Tom Keith: “Right, right. I mean, all, however many members there are in the Senate, 50 or 60. Some of them, it’s a lost cause. There’s no reason to talk to some people. The House is purely political — R’s and D’s. And it ended up I think being carried to a point. It came down to the final votes. Unfortunate — that’s just the nature of our Congress and our General Assembly. Everything seems to be one team or the other. [Inaudible] I know their positions and why even talk to them?
“To us, the General Assembly makes laws, all right? They have no idea what we do, like you do about the death penalty — extremely complex. We started in ’76; in ’76, they said, ‘Well, there are certain cases that don’t merit the death penalty.’ So all of a sudden, we have to come back nationwide and each state had to come up with, ‘How do we decide which are garden variety murder cases and which are capital cases?’”
“Somewhere in here is, out of a hundred murder cases, only three end up as capital. How do you winnow out, where before they were all subject to the death penalty? When I started practicing law, the death penalty was for murder, rape; there were no degrees of rape, arson and first-degree murder. Now, the only thing that’s survived nationally is first-degree murder. So that cuts down our number of cases.
“We passed [NCGS] 15A-2000, which you can read online, that has aggravating and mitigating factors. It says the state has to have one of these 11 aggravating factors to make the case capital; most of our murders are garden variety murders. They are not capital murders. Capital must be beyond a mere drink house fight, something extraordinary the Supreme Court says and there are details about punishment.
“So we start out with the factors and the next step for us is, the legislature has created this problem and they don’t want to take the responsibility. They want to say, ‘Oh, the DA’s are putting too many people on death row.’ Well, who made the 11 aggravating factors — the General Assembly.
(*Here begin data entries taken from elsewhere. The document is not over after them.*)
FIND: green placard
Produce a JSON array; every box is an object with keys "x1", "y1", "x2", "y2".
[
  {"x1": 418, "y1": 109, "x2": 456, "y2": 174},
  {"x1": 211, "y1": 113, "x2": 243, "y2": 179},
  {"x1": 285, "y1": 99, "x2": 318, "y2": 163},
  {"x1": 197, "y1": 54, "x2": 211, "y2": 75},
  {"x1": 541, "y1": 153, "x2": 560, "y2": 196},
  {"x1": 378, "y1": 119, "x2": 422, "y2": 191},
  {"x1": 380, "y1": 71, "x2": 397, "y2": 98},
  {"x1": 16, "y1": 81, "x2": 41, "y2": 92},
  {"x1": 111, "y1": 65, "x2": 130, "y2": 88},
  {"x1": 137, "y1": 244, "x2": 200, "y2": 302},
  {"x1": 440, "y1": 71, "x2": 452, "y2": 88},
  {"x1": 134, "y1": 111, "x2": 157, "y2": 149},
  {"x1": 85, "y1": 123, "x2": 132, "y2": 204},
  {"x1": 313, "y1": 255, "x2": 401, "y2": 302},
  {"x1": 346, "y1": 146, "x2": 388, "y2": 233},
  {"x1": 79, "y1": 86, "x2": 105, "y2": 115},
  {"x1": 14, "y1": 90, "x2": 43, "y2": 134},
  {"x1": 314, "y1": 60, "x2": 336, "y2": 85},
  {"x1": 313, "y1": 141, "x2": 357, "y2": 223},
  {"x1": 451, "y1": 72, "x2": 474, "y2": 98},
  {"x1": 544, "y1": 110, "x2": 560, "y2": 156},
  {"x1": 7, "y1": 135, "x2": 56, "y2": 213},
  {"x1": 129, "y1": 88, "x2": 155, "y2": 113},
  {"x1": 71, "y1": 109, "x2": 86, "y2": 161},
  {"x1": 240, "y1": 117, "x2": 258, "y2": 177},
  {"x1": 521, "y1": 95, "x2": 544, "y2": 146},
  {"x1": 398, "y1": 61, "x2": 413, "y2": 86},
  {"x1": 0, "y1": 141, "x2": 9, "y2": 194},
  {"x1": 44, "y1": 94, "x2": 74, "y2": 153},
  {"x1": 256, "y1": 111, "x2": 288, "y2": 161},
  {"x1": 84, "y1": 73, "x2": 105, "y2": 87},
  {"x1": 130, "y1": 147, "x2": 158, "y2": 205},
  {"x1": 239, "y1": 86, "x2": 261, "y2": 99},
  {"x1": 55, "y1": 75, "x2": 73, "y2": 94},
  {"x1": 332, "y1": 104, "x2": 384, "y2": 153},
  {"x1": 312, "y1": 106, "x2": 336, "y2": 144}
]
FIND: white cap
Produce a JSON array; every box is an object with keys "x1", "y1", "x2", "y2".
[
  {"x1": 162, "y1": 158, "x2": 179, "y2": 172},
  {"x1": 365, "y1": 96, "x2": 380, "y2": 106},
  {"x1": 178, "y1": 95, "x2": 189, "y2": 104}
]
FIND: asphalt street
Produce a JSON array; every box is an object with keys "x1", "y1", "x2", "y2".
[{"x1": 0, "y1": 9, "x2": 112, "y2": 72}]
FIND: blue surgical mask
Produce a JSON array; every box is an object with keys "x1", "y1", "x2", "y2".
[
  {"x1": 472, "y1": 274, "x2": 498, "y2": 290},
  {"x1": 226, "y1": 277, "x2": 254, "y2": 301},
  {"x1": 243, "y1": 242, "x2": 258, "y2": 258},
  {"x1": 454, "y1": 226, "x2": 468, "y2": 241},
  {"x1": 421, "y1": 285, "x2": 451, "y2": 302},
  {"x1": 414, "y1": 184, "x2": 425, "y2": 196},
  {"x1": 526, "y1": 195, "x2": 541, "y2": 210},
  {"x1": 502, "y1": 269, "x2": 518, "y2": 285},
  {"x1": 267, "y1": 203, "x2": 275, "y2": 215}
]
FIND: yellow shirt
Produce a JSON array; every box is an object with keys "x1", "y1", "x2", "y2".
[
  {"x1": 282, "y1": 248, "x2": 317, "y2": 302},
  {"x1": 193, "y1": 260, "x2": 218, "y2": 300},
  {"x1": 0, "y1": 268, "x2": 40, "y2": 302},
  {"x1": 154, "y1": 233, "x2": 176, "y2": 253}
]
“One of the aggravating factors is, you have a prior crime of violence. That is a very valid aggravating factor; you rob somebody, armed robbery; you rape somebody, you commit burglary. Violent felonies are what is called A-3 felonies; A is murder; E is armed robbery; they are crimes which hurt people as opposed to property crimes, rape, embezzlement; so if you have one of those, studies suggest that…there’s 11 of those — killing a cop.
“If you want to change the number of people, the people on death row, then you change these factors because there is documentation here. Look online, Bureau of Justice Statistics has all this data, this entire [inaudible] data which are monographs from statistics put out by the federal government. I don’t make up any of this stuff.
“They say if you kill a cop it’s an aggravating factor. Well, going back to if you have a violent crime; in one of these monographs, if you’re an African-American, you’re six, seven or eight times, or some figure more likely to have a violent history. I didn’t go out there and put a gun in your hand and say, ‘You commit eight crimes and I’m a white man, I’ll commit one.’ That’s just statistics, that’s how it is.
“If you kill a cop, one of these documents says 82 percent of cops who are killed are white. So, you’re saying, ‘Gee, blacks are three times more likely to get the death penalty for killing a white than vice-versa.’ If one of those types of cases is killing a cop, then suppose that was the only aggravating factor you had. Blacks are six, seven, or eight times more likely to kill a cop than vice-versa, than a white killer.
“So that’s a factor they can adjust, but as one of the local newspapermen says, ‘I’m not going to write an editorial saying that killing a cop should not be an aggravating factor.’ But for whatever reason in our culture, blacks are vastly overrepresented , in the data, are overrepresented for killing cops.”
Keith T. Barber: “That’s just one example?”
Tom Keith: “Right, and there are these 11 other factors.”